The isolates from the L20B cell line that grew on the RD cell line were further characterized using the poliovirus dual-stage rRT-PCR ITD assay [24]. Basically multiple sets of poliovirus type specific oligonucleotide primers that are tagged with probes were used for intra-typic differentiation (ITD) of the poliovirus as described [25]. In brief 1.0 μl of the isolate culture was added to a 24.0 μl of the enzyme mixture containing 2.8 μl of 1 M DTT, 27.6 μl of 40u/μl of RNase inhibitor, 14.4 μl of 25 U/μl of Reverse transcriptase, 54.8 μl of 5 U/μl Taq polymerase in 1.0 ml of Buffer B [26]. The isolates that were Sabin-like on ITD screening (the initial assay), were subjected to the VDPV screening (the follow-up assay) to find out whether the viruses were VDPVs or not. The isolates that were ‘non-Sabin like’ from the VDPV assay suggesting possible VDPVs were referred for confirmatory sequencing to the National Institute of Communicable Diseases (NICD), South Africa.

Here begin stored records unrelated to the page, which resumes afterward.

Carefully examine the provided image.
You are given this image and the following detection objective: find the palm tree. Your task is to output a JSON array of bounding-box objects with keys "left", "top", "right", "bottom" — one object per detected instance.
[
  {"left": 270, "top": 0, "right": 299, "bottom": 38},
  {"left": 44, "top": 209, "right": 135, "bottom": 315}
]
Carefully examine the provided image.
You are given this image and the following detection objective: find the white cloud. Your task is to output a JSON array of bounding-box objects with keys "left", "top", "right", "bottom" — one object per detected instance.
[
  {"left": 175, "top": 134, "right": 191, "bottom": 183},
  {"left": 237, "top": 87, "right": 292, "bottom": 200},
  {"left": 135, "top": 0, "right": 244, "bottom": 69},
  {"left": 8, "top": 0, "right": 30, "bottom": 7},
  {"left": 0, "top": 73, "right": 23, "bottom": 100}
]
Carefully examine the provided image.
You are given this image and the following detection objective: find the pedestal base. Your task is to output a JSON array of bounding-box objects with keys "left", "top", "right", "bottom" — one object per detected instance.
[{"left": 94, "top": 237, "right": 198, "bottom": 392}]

Re-screening for the Sabin 2 poliovirus among isolates collected before and after detecting the first two VDPVs was performed using the superior ITD/VDPV rRT-PCR 4.0 kit at NICD for those initially detected as Sabin 1 + 3 using the dual-stage ITD/VDPV rRT-PCR assay. The samples that had been previously detected as Sabin 2 isolates were sequenced and this was performed at NICD, South Africa.

RNA extraction

The viral RNA was extracted using the QIAmp Viral RNA manual extraction kit according to the manufacturer’s instructions [27].

cDNA and RT-PCR

The cDNA synthesis reaction of the VP1 region was performed in a 50 μl reaction mixture as described [28]); Ten microlitres (10.0 μl) of RNA template was added to a PCR mix that comprised of 5.0 μl 10× PCR buffer, 2.0 μl of 10 mM dNTP, 1.0 μl of Y7R (40picomole/μl), 1.0 μl of Q8 (10picomole/μl), 1.0 μl of Taq DNA polymerase (5 U/μl), 0.5 μl RT-AMV (25 U/μl, 0.5 μl of RNase inhibitor (40 U/μl), and 29.0 μl of RNase free water. Reverse transcription (RT) was carried out at 42 °C for 60 min, followed by the inactivation of the RT enzyme at 94 °C for 3 min. Amplification consisted of 40 cycles (denaturing at 94 °C for 30 s, annealing at 42 °C for 45 s then ramp at 0.4o/second to 60 °C and extension at 60 °C for 2 min).

Gel electrophoresis

A polymerase chain reaction (PCR) product of 1.1 kb was run on 1% agarose gel and the remaining product was purified using QIAquick PCR purification kit [29]. The concentration of the amplified deoxyribonucleic acid (DNA) was measured using the NanoDrop Spectrometer [30] and diluted to a working solution of 20 ng/μl for the sequencing reactions.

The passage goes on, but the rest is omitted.